This document describes the "Itanium-like" C++ ABI for WebAssembly. As mentioned in README, it's not the only possible C++ ABI or even the only possible Itanium-derived C++ ABI for WebAssembly. It is the ABI that the clang/LLVM WebAssembly backend is currently using, and any other C++ compiler wishing to be ABI-compatible with it.
Most details follow the base Itanium C++ ABI.
The following is a brief summary of deviations from this base:
- The least-significant bit of the
adj
field of a member-function pointer is used to indicate whether the indicated function is virtual. - Member functions are not specially aligned.
- Constructors and destructors return
this
. - Guard variables are 32-bit on wasm32.
- Unused bits of guard variables are reserved.
- Inline functions are never key functions.
- C++11 POD rules are used to determine tail padding.
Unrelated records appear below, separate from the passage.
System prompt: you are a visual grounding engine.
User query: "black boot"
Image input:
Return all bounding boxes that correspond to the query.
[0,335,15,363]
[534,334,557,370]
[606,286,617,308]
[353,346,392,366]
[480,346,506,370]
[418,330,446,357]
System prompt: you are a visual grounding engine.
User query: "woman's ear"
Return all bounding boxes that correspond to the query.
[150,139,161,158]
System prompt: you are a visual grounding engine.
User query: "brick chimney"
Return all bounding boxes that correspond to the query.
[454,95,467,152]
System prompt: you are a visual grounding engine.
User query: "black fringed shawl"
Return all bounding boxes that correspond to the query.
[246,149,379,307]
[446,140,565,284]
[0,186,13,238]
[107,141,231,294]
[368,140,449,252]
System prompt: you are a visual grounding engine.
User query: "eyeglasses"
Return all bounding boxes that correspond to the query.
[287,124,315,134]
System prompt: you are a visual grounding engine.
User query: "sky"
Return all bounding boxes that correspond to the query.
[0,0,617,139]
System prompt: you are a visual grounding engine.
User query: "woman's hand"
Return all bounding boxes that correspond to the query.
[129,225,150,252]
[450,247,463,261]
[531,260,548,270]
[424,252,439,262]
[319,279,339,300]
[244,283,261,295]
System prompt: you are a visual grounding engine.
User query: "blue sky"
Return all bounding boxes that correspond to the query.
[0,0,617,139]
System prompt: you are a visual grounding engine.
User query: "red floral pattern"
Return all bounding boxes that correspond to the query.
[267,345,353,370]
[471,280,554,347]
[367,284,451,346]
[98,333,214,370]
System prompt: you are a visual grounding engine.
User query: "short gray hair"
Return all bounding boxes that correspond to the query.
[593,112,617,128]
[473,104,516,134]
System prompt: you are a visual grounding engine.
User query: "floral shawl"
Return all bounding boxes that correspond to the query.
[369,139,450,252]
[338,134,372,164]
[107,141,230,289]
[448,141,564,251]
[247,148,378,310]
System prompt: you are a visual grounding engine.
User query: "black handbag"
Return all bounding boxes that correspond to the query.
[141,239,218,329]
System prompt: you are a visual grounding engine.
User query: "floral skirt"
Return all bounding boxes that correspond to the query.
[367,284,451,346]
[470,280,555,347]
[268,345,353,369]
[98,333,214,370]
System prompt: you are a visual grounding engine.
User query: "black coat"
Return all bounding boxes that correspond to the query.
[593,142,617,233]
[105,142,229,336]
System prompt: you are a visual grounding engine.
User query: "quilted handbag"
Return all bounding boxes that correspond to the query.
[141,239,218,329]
The following are ideas for additional deviations that are being considered:
- The Itanium C++ name mangling rules have special-case abbreviations for std::string, std::allocator, and a few others, however libc++ doesn’t get to take advantage of them because it uses a versioned namespace. It may be useful to add new special-cases to cover libc++’s mangled names for std::string et al.
- There’s an interesting idea for a vtable optimization described here that’s worth thinking about.
- Alternatively, the design of vtables may radically change to take better advantage of WebAssembly’s function table mechanisms.
- Trivially copyable classes may be passed by value rather than by pointer. This would cover a lot of common C++ classes such as std::pair.
This is just an initial sketch of the kind of content we plan to have here. Obviously it would be desirable to go into a lot more detail.